A fleet of GOP contenders landed in Des Moines, Iowa, for the Freedom Summit on Saturday. The speeches from many of the potential presidential candidates, including Wisconsin Gov. Scott Walker, former Arkansas Gov. Mike Huckabee, former Texas Gov. Rick Perry and U.S. Sen. Ted Cruz of Texas, are available online and well worth sampling, but here are the seven most important takeaways from the event:
1. To a person, the GOP hopefuls in attendance are foreign policy hawks, decrying the president’s lack of leadership and affirming America’s role, as Perry put it, as the “last best hope” of the world. Perry in particular spent a good chunk of his time defending America’s leadership in the world. U.S. Sen. Rand Paul, R-Ky., was not in attendance, but judging from the rousing applause for candidates espousing a tough line on foreign policy (one of the biggest applause lines of the day was Walker’s: “We need leaders who will stand with our allies against radical Islamic terrorists“), he will have a very tough time convincing GOP activists we need a foreign policy to President Obama’s left.

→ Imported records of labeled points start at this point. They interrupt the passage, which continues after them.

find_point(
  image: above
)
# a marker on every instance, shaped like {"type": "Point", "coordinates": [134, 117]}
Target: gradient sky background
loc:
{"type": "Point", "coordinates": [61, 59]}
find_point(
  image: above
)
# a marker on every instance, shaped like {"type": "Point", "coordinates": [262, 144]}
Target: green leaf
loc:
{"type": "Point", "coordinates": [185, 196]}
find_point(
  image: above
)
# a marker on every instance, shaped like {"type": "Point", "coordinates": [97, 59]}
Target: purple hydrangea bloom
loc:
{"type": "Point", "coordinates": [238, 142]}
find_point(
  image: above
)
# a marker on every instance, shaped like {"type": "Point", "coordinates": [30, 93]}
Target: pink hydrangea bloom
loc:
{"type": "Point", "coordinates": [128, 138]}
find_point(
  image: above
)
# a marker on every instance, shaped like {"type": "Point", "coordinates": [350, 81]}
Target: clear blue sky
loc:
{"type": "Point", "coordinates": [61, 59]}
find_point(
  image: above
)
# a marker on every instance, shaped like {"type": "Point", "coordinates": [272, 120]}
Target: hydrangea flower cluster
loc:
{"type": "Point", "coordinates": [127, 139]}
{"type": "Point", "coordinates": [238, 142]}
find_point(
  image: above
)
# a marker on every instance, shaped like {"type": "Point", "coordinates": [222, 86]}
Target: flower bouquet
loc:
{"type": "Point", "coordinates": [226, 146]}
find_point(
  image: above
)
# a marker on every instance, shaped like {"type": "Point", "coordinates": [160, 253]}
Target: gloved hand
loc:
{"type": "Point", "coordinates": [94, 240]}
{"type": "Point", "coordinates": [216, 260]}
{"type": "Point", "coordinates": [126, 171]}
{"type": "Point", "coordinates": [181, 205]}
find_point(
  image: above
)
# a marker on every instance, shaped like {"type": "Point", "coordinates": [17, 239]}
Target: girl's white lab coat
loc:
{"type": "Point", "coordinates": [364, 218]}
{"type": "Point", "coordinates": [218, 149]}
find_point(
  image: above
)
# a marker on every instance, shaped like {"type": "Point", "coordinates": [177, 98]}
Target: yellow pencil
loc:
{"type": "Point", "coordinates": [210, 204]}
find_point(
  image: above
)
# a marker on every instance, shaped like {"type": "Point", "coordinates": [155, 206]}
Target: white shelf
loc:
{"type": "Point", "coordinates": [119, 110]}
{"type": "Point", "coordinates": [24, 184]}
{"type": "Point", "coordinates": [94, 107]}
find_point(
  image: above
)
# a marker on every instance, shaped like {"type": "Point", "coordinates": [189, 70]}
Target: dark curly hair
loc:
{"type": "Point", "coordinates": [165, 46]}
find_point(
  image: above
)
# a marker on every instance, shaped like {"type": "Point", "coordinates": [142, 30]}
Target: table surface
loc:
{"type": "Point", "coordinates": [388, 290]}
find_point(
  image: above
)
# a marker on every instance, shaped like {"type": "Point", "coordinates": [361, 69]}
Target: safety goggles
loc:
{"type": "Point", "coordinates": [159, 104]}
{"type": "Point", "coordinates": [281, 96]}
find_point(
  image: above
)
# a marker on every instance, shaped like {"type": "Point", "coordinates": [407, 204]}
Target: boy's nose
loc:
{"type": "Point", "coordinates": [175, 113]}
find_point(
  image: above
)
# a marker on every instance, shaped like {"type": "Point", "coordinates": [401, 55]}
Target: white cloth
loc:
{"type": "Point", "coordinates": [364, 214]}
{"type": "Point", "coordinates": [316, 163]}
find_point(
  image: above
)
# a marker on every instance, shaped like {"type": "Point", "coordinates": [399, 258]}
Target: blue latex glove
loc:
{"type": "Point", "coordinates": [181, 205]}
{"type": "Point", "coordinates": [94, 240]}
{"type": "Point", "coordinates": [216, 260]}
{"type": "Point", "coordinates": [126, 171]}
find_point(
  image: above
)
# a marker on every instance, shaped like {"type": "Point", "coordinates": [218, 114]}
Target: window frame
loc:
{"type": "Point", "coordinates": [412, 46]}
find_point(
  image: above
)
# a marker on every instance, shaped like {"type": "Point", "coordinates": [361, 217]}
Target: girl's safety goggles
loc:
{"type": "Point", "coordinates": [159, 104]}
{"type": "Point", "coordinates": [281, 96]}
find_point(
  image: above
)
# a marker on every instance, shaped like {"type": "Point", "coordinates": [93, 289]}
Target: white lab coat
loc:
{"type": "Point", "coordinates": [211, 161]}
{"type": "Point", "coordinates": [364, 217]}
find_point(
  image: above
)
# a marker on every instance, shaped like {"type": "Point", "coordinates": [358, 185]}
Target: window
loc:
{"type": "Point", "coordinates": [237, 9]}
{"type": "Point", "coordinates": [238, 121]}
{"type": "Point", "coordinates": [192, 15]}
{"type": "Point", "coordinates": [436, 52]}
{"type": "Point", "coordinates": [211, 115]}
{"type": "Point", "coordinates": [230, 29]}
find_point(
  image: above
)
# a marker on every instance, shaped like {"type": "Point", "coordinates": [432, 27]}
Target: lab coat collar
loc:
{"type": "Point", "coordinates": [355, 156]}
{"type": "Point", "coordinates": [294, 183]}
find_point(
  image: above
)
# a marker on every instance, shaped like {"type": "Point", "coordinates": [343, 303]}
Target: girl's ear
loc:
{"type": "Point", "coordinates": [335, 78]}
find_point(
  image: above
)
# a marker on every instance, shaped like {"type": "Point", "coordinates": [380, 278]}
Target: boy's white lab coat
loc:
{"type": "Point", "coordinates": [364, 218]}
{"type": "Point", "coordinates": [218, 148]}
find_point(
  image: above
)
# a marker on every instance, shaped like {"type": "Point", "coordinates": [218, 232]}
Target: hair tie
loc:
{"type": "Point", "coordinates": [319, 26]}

2. Walker gained the most ground, showing some fire and rousing the audience as he strode around the stage. By calling for the party to go “big and bold” and reviewing his record on everything from school reform to tort reform and tax reductions, he made a compelling case for his brand of “common-sense conservatism.” He charmed the audience with his anecdotes (like shopping at the discount department store Kohl’s), cementing his image of a middle-class, hard-working Midwesterner. Most important, he also showed he could lift a crowd and may have gone a long way in batting down the criticism that he lacks rhetorical skills.
3. With a number of newcomers looking at 2016, Huckabee and Rick Santorum seemed to be yesterday’s news. Huckabee continued to play to the evangelical voters, while Santorum has taken the Luddite position in opposing even legal immigration. Given that both are past winners in Iowa, finishing out of the top couple of places may spell the end of their ambitions. And with dynamic opponents, it is hard to think either can win the caucuses this time around.
4. New Jersey Gov. Chris Christie may have been the biggest disappointment. He spent much of his speech trying to defend his electability in Iowa. Even worse, he gave his natural base — moderate Republicans — every reason to believe he intends to pander his way through the primaries, trying to convince voters he is something that he is not. Once again he felt it necessary to effusively laud the anti-immigrant gadfly Rep. Steve King, R-Iowa, whose comments about immigrants have made him the subject of ridicule even within the party. Christie would “do anything” for King? The point of these outings is to make new friends without losing your soul and your old friends. In that regard, Christie flunked the balancing test.
5. Perry was animated with a solid traditional conservative message centered on energy, debt and fiscal discipline. While he took on the mantle as a tough defender of the border, he did not stoop to scaring the audience about foreigners taking their jobs. He put the border crisis in terms of failed governance and spoke with empathy about the children and the victims of human trafficking. If immigration was a drag for him in 2012, he gets major kudos now on border security. He also managed to slap some potential opponents from the Senate, which he called a “debating society.” His accusation that President Obama “abandoned friends and weakened allies” was met with a standing ovation. Flat out, he blamed Obama’s reluctance for allowing the Islamic State to rise in Syria and declared that the Islamic State is in a war against the Western world.
6. Cruz lit up the crowd with his favorite one-liners. But promising to close the IRS (with no alternative) and asserting that he is the most conservative in the pack (“Every candidate’s going to come in front of you and say ‘I’m the most conservative guy to ever live.’ Talk is cheap.”) underscores his utter lack of appeal beyond the hard-core base. Walker’s strong performance also highlighted the difference between conservative governors who can run on their record and senators such as Cruz who have no significant accomplishments or executive record. During a panel on Sunday with Paul and U.S. Sen. Marco Rubio, R-Fla., he played second fiddle to Rubio, who was expansive and in command, especially on foreign policy. Cruz may discover his own talk is cheap, and his record and knowledge compare unfavorably with that of several opponents.
7. Mitt Romney was another loser, although he was not in attendance. With so many interesting and accomplished candidates, why does the party need him to run again? Weren’t all these candidates right about Obama just like Romney was? It is hard to see in this strong and diverse field how Romney is going to stay on top once the advantage of name recognition fades.